Frost Bank Beats Earnings Estimates on Texas Expansion, Sees Strong Loan Growth Ahead
DALLAS – Cullen/Frost Bankers, Inc. (NYSE: CFR), the parent company of Frost Bank, closed its 2025 fiscal year on a strong note, surpassing profit expectations as its Texas-focused growth strategy gains momentum. The San Antonio-based lender reported fourth-quarter revenue of $581.7 million, an 8.4% increase year-over-year, matching Wall Street forecasts. However, non-GAAP earnings of $2.80 per share comfortably exceeded analyst consensus estimates by 14.2%.
The results were welcomed by investors, with shares trading higher post-announcement. CEO Phillip Green pointed to the dual engines of organic customer acquisition and physical expansion as the quarter's primary drivers. "Reaching our 200th branch is a significant milestone, but more importantly, we are seeing industry-leading growth in checking households," Green stated during the earnings call. He attributed this to steady demand across both consumer and commercial banking products.
A standout feature of the quarter was the continued strength in commercial lending. The bank reported that new loan commitments and the establishment of new commercial relationships remained at historically elevated levels, despite a competitive landscape for quality borrowers.
Looking ahead, management's guidance projects continued mid- to high-single-digit loan growth for 2026. CFO Daniel Geddes outlined a positive outlook for net interest margins, supported by the increasing scale of newer branches. "As our expansion locations mature past their initial breakeven phases, we expect their contribution to become more pronounced," Geddes explained. He also anticipates a strengthening of deposit flows in the latter half of the year, alongside modest improvements in fee-based income as customer activity increases.

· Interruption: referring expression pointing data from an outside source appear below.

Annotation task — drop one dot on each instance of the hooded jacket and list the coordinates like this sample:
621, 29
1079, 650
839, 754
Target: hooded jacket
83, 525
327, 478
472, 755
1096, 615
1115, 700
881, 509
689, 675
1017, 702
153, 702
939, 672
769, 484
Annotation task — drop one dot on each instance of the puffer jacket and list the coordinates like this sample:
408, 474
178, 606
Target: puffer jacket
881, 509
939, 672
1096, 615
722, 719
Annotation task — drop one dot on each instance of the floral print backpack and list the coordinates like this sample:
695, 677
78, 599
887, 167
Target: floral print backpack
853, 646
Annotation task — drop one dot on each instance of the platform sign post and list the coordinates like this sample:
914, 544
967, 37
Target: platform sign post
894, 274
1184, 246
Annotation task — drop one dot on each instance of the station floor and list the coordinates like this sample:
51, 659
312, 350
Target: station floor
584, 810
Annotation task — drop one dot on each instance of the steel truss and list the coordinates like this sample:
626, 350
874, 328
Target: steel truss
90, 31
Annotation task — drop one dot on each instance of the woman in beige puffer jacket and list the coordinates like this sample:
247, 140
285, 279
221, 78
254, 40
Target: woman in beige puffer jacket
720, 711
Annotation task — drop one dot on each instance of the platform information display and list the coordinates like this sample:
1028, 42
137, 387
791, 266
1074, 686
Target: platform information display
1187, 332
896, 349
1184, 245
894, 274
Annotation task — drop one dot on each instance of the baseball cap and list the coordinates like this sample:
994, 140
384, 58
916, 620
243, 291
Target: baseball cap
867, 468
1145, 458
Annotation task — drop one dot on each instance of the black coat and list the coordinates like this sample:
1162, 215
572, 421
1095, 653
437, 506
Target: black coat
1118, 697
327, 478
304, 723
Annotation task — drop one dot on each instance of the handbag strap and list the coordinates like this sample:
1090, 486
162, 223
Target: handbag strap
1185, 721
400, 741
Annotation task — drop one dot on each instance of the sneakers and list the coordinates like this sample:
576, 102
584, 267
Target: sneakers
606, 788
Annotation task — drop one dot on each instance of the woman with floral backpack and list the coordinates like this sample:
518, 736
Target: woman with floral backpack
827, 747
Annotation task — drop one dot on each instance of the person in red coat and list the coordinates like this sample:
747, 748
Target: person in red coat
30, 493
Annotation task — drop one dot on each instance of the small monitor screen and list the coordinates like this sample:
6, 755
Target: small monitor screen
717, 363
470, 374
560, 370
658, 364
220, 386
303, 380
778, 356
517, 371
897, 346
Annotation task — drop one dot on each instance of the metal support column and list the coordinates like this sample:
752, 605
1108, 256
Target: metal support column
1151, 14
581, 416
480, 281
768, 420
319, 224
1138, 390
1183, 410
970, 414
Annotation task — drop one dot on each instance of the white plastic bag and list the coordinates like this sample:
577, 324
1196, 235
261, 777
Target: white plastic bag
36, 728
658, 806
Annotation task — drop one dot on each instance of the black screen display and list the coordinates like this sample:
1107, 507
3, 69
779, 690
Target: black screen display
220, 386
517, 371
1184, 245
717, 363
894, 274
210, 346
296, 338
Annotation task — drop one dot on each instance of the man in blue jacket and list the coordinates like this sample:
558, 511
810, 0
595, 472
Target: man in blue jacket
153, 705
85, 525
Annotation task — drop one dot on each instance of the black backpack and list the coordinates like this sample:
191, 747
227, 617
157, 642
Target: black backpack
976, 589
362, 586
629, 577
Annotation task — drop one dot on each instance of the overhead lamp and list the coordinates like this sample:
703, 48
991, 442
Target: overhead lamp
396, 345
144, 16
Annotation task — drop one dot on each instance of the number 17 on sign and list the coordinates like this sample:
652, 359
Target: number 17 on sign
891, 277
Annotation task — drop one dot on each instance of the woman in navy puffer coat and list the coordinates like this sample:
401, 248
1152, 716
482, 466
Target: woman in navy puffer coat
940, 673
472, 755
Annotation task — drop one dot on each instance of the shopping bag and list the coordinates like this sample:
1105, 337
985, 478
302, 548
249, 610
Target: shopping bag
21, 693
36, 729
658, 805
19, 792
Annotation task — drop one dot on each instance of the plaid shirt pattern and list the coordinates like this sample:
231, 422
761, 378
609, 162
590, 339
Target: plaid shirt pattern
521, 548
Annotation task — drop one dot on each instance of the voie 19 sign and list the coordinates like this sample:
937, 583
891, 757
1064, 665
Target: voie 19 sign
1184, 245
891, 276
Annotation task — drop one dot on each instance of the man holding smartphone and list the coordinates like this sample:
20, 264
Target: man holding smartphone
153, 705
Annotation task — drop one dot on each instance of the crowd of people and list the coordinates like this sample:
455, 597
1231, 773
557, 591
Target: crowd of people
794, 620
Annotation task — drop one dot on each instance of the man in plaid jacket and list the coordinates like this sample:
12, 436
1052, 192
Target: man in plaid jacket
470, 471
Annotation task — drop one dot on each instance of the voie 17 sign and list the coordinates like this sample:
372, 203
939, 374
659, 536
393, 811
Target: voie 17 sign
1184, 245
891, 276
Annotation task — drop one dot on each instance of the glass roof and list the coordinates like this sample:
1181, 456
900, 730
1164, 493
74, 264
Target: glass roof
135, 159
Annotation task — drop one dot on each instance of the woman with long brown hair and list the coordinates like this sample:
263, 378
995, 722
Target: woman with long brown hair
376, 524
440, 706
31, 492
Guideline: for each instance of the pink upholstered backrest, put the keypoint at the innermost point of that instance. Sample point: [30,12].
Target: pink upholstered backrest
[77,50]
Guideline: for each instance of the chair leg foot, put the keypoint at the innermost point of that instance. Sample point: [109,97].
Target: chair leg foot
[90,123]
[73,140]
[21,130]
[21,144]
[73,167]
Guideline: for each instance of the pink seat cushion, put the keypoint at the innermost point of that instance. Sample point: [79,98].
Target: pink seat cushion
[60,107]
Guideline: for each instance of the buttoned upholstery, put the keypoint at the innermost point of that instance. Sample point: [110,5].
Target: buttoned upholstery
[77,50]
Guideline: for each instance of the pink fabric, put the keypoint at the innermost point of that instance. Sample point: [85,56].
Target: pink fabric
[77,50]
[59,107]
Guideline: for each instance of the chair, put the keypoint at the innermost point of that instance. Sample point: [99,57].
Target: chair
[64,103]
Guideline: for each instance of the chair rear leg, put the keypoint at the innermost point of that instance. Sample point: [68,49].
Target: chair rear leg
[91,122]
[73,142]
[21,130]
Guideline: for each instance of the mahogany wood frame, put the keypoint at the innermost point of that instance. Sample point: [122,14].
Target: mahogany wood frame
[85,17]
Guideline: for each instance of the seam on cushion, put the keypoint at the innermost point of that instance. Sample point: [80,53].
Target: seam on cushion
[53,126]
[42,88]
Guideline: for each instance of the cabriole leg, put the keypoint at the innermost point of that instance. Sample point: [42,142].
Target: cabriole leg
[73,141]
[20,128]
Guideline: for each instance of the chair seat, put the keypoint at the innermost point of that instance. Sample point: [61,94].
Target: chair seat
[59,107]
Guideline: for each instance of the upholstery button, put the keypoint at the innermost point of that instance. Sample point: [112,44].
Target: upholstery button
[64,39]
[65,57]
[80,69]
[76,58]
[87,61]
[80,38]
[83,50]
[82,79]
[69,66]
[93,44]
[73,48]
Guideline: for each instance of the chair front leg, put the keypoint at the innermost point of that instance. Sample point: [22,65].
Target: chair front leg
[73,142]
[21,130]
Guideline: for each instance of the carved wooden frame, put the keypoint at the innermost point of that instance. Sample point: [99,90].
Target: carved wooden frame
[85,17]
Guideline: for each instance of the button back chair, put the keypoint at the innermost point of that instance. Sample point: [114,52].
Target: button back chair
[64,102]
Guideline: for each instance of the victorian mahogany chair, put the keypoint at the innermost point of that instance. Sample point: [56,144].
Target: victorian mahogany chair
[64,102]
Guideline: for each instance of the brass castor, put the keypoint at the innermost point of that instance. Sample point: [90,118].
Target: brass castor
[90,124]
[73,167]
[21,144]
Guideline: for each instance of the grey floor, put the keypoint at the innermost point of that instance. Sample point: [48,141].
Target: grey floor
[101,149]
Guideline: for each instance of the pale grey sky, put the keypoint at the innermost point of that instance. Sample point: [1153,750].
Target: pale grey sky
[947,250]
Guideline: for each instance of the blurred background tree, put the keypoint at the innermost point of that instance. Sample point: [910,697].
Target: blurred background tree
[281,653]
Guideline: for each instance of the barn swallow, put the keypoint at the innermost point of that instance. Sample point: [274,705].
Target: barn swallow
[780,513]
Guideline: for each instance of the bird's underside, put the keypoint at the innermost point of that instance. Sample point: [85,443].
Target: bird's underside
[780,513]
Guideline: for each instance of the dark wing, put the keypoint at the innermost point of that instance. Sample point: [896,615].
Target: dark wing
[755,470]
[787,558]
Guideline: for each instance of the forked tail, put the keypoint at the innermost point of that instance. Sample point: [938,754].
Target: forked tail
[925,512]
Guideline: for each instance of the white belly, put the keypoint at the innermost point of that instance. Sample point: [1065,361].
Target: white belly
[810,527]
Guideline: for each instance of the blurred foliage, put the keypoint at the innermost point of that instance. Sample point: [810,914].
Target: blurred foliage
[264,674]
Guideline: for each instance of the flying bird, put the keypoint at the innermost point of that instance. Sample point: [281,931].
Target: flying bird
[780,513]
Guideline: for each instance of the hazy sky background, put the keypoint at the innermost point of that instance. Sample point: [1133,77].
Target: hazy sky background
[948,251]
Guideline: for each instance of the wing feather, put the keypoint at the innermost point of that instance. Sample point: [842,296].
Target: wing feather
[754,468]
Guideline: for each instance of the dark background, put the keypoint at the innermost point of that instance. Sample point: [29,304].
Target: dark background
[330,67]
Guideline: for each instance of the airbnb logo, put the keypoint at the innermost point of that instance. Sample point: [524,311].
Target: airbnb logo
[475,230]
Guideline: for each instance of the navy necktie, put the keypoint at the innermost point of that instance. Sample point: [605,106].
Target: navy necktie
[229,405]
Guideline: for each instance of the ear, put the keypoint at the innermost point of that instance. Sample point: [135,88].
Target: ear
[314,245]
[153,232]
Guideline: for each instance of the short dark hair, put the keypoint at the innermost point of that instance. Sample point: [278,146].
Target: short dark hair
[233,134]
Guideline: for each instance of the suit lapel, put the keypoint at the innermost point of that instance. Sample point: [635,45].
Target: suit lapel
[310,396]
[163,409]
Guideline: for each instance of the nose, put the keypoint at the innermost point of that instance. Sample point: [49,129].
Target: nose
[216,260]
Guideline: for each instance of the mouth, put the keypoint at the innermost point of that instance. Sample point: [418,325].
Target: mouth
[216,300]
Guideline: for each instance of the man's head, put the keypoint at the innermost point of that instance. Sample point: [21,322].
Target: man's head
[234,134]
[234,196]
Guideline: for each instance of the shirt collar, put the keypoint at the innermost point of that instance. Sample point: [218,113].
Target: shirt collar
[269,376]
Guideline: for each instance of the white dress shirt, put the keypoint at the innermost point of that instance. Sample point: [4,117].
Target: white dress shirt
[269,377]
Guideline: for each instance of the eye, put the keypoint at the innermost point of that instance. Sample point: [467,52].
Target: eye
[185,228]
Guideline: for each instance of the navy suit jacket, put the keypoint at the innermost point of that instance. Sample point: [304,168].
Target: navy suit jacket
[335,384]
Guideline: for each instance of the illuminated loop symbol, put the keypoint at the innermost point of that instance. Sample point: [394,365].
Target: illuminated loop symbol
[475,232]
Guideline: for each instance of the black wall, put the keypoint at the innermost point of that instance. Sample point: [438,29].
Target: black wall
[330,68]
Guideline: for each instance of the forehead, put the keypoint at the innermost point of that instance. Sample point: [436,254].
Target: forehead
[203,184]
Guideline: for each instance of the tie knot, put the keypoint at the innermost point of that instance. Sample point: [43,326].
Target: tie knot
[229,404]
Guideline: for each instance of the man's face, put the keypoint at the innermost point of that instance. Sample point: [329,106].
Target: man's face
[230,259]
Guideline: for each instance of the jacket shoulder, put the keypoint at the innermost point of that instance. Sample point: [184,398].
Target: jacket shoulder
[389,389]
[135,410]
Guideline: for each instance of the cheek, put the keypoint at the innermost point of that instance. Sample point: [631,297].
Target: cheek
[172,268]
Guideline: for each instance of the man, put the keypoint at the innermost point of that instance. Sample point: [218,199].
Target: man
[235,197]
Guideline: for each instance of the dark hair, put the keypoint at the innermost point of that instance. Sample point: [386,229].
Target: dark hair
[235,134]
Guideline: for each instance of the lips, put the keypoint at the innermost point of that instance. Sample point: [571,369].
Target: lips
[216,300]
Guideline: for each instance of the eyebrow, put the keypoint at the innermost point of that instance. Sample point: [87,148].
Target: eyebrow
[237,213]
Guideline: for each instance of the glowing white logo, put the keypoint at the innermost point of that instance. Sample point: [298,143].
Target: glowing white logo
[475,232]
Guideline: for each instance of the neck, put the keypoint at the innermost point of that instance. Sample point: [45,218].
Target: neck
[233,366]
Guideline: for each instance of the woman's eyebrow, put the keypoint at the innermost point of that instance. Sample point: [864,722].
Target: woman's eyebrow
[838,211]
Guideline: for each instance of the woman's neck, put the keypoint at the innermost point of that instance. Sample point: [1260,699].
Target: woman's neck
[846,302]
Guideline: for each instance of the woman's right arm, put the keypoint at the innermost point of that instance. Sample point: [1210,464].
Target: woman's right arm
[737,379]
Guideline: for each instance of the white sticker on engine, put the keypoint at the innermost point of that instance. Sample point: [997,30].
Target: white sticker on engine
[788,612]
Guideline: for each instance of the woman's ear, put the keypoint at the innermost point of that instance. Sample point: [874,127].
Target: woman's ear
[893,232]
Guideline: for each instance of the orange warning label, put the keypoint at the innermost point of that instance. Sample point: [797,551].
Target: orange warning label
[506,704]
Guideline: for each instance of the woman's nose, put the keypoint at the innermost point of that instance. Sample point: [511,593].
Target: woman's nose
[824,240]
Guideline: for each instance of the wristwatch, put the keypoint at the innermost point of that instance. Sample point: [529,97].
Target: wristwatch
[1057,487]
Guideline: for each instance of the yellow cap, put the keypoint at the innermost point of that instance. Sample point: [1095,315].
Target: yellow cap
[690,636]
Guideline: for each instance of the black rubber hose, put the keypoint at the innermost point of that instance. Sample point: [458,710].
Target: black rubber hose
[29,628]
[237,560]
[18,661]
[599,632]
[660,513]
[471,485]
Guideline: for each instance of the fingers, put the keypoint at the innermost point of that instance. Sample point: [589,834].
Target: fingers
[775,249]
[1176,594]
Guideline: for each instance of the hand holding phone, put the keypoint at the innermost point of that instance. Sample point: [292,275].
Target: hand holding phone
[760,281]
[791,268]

The bank's performance underscores the resilience of regional lenders with deep local roots, even as national banks navigate funding cost pressures. Frost Bank's disciplined expansion into high-growth Texas markets appears to be paying off, with a clear focus on relationship banking.
Market Voices: Analyst and Investor Reactions
Michael Thorne, Portfolio Manager at Lone Star Capital: "This quarter validates Frost's 'Texas-first' playbook. The earnings beat isn't just a one-off; it's a direct result of scalable organic growth. Their ability to grow deposits and loans in tandem, while managing costs, is impressive in this environment."
David Chen, Senior Bank Analyst at Clearwater Research: "The headline beat is good, but I'm watching the deposit mix closely. The competition for low-cost deposits is fierce. Their guidance on net interest margin improvement will be tested if the Fed's rate path shifts. Execution on branch profitability remains key."
Sarah J. Miller, Independent Financial Blogger at 'The Yield Curve': "Another quarter of executives patting themselves on the back for opening branches. Let's see the real cost of this expansion when credit cycles turn. Texas isn't immune to a downturn, and this aggressive growth feels like a bet on perpetual sunshine. The stock pop feels premature."
Rebecca Ortiz, Small Business Owner in Houston (Frost Bank client): "As a business owner, their local decision-making is crucial. We moved our accounts last year because the big banks became impersonal. Frost's growth seems solid because it's based on actually serving communities, not just financial engineering."